C’est difficile mais nous avons réussi à être efficace dans la gestion économique, sans avoir à faire de coupes budgétaires. Nous avons fourni aux services publics une dotation adéquate, et nous avons essayé de fournir une amélioration des services de la part des grandes entreprises qui les assuraient, pour la collecte des déchets, le nettoyage et le transport public, par exemple.

On a renégocié tous ces contrats avec les prestataires, car ils étaient en général très favorables aux entreprises plutôt qu’à la mairie. Nous avons imposé des conditions : clauses sociales, féminisation de l’emploi, meilleures conditions de travail, baisse des prix de ces contrats.

Les problèmes des mairies espagnoles, c’est qu’elles sont en théorie le troisième pouvoir, mais en réalité très peu protégées du point de vue constitutionnel. Il y a très peu d’autonomie locale et pas de financement clair. Nous dépendons d’impôts que nous reverse l’État central, comme la taxe foncière ou la taxe sur les activités économiques.

Le problème que nous avons rencontré, c’est que de toutes les dépenses sociales, les mairies n’en assurent que 14 %, contre 37 % pour les gouvernements régionaux et 47 % pour l’État central. Et avec cette faible enveloppe, nous devons faire face à de nombreuses nécessités, dans un cadre de répartitions des compétences qui n’est pas très clair. En particulier, l’appui financier du niveau régional n’est pas suffisant pour les mairies.

Quel est l’obstacle majeur auquel vous avez dû faire face ?

Le premier problème était nos propres alliés, le PSOE. Ils ont appuyé notre investiture mais ont agi comme une force d’opposition dès le lendemain. Les hauts-fonctionnaires municipaux nous ont aussi posé problème, en fonctionnant de façon autonome. Ce n’a pas été facile de les contrôler, d’avoir une influence politique sur ce corps.

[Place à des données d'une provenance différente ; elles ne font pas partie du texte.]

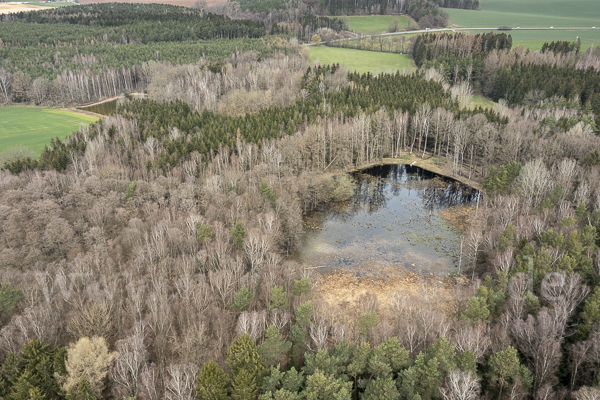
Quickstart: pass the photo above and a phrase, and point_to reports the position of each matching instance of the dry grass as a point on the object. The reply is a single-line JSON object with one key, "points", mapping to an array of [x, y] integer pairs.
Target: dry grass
{"points": [[12, 8], [344, 289]]}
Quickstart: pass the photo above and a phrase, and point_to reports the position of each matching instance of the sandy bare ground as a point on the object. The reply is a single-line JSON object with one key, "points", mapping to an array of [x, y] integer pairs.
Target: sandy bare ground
{"points": [[344, 289], [11, 8], [184, 3]]}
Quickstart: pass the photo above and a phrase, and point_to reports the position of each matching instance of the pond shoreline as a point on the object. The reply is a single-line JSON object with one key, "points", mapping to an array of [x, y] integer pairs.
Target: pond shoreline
{"points": [[427, 164]]}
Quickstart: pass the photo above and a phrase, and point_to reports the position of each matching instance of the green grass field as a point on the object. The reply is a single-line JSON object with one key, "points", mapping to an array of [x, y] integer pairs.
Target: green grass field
{"points": [[535, 13], [33, 127], [375, 23], [362, 61], [52, 4]]}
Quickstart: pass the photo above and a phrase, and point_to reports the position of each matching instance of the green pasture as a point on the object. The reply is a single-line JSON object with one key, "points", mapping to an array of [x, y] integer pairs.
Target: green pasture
{"points": [[362, 61], [376, 23], [534, 40], [530, 13], [33, 127], [52, 4], [535, 13]]}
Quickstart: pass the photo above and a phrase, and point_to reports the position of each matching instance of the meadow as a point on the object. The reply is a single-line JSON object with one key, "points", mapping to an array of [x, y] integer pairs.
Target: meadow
{"points": [[362, 61], [33, 127], [535, 13], [372, 24]]}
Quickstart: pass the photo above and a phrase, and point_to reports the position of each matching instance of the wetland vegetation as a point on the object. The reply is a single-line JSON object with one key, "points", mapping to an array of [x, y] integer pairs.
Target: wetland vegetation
{"points": [[390, 226]]}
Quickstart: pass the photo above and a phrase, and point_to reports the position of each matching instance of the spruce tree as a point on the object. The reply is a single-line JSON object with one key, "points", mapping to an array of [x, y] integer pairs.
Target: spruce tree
{"points": [[212, 383]]}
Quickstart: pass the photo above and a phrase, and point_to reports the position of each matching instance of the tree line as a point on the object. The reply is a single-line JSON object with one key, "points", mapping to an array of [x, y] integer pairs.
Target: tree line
{"points": [[122, 23], [125, 278]]}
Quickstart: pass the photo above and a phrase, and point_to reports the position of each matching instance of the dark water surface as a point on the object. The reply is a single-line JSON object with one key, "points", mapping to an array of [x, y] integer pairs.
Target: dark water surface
{"points": [[390, 225]]}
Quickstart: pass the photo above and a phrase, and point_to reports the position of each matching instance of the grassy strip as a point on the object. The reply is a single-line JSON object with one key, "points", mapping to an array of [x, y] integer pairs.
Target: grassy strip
{"points": [[33, 127], [362, 61]]}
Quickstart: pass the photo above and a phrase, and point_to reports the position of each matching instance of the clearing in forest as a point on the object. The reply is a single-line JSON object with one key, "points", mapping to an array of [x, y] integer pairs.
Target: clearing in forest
{"points": [[33, 127], [362, 61], [372, 24]]}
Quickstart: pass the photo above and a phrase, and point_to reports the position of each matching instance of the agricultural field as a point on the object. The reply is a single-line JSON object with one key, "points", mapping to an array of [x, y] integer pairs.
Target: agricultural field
{"points": [[376, 23], [33, 127], [535, 13], [361, 60]]}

Certains avaient peur d’être loyaux à notre majorité, dans la perspective du retour des socialistes ou de la droite.

Autre problème, les syndicats du personnel municipal. Ils ont été les grands vainqueurs des négociations collectives et disposent d’un grand pouvoir qu’il faut prendre en compte. À noter aussi que le démantèlement de l’Etat-Providence en Espagne a touché les effectifs de fonctionnaires : sur 5000 fonctionnaires municipaux, nous en avons perdu 1000, soit 20 %, avec le vieillissement, les départs en retraites et le non-remplacement des départs.

Aussi, il a fallu faire face à la démotivation des fonctionnaires, en raison des méthodes des anciens politiques, qui considéraient la Mairie comme leur propriété, avec une gestion très patrimoniale. Ces méthodes des vieux partis ont frustré des carrières et développé une attitude de soumission vis-à-vis des pouvoirs antérieurs.

Aussi, la politique de clientélisme, de distribution des subventions à ceux qui étaient fidèles au pouvoir précédent a généré des dynamiques négatives. On a dû réunir tous ces acteurs pour redéfinir collectivement une méthode de répartition des subventions.